Oggi a Washington, mons. Pedro Barreto, arcivescovo di Huancayo (Perù), Presidente del Dipartimento Giustizia e solidarietà del Celam, mons. Roque Paloschi, vescovo di Roraima (Brasile) e mons. Álvaro Ramazzini, vescovo di Huehuetenango (Guatemala), illustreranno all’organismo interamericano gli scopi della REPAM, Rete Pan Amazzonia, recentemente creata e presentata in una conferenza stampa in Vaticano (2 marzo). Nell’incontro con la stampa, il cardinale Cláudio Hummes, Presidente della Commissione per l’Amazzonia della Conferenza episcopale del Brasile, ha sottolineato all’inizio del mese: «Nei nove Paesi latinoamericani che includono il territorio amazzonico, la Rete vuole unire gli sforzi della Chiesa in favore della custodia responsabile e sostenibile di tutta la regione, al fine di promuovere il bene integrale, i diritti umani, l’evangelizzazione, lo sviluppo culturale, sociale ed economico del suo popolo, specialmente delle popolazioni indigene». La Chiesa in Amazzonia, ha detto il porporato, «vuole “fare rete”, per congiungere gli sforzi, per incoraggiarsi reciprocamente e avere una voce profetica più significativa a livello internazionale».

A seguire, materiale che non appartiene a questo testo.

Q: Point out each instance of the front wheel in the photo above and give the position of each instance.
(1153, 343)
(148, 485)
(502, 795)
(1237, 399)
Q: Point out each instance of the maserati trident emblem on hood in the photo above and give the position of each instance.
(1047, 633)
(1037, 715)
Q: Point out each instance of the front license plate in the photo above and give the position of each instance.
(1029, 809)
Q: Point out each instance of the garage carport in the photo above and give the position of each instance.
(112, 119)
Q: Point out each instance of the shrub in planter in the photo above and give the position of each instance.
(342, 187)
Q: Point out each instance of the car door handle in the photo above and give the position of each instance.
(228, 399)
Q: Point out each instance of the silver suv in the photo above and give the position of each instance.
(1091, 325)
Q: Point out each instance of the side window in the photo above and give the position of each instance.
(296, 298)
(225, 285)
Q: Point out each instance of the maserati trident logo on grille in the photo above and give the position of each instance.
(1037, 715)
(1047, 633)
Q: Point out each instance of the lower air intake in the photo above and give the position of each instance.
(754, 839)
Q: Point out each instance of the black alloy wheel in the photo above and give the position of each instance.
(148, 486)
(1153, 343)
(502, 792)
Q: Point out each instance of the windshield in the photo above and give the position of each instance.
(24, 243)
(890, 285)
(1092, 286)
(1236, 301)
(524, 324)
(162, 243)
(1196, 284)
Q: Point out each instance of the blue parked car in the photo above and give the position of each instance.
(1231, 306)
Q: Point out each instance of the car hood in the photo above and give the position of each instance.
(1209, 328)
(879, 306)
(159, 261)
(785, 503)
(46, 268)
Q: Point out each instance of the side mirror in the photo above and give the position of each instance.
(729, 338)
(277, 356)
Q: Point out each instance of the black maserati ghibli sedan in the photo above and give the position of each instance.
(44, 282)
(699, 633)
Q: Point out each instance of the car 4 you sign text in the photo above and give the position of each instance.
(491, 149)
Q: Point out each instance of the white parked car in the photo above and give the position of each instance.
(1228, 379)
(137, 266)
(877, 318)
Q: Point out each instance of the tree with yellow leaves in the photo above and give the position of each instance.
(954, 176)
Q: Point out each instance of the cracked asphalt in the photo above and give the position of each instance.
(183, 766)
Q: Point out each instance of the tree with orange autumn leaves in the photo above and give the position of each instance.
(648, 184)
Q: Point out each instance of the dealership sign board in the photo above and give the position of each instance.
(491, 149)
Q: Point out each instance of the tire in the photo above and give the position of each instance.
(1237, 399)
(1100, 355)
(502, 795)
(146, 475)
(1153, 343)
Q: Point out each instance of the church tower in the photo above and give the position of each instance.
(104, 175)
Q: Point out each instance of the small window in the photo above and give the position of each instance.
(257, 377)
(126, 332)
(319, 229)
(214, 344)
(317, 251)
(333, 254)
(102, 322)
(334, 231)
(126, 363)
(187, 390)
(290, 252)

L’appuntamento, secondo una cronaca dell’Osservatore Romano, è stato voluto a Roma — ha spiegato il cardinale Peter Kodwo Appiah Turkson, presidente del Pontificio Consiglio della giustizia e della pace che patrocina il progetto — a testimonianza dell’impatto transnazionale della problematica e del coinvolgimento di tutta la Chiesa, che vuole dare la più ampia visibilità a questo modello operativo: un modello che potrà diventare utile in diversi e fondamentali ambiti quali la giustizia, la legalità, la promozione e la tutela dei diritti umani, lo sviluppo inclusivo ed equo, l’uso responsabile e solidale delle risorse naturali. Mons. Barreto ha ieri ricordato che lo “spazio amazzonico” del quale si parla copre un area di 6 milioni di km2 e all’interno dei suoi confini vivono almeno 35 milioni di latinoamericani. In questi territori, per molti anni, attività economiche legali e meno legali come i “garimpeiros” (cercatori di pietre e metalli preziosi) hanno esercitato ogni tipo di violenza omicida. Spesso hanno pagato con la propria vita operatori pastorali, sacerdoti, religiose (come le sorelle Dorothy, trucidate nel 2005) e catechisti, ma anche numerosi attivisti ambientalisti. Nel 2012 sono stati uccisi nel mondo 147 attivisti e 36 sono stati trucidati in Brasile; Paese dove mons. Erwin Kräutler, vescovo di Xingú, minacciato di morte a più riprese, vive sotto la protezione di una scorta speciale.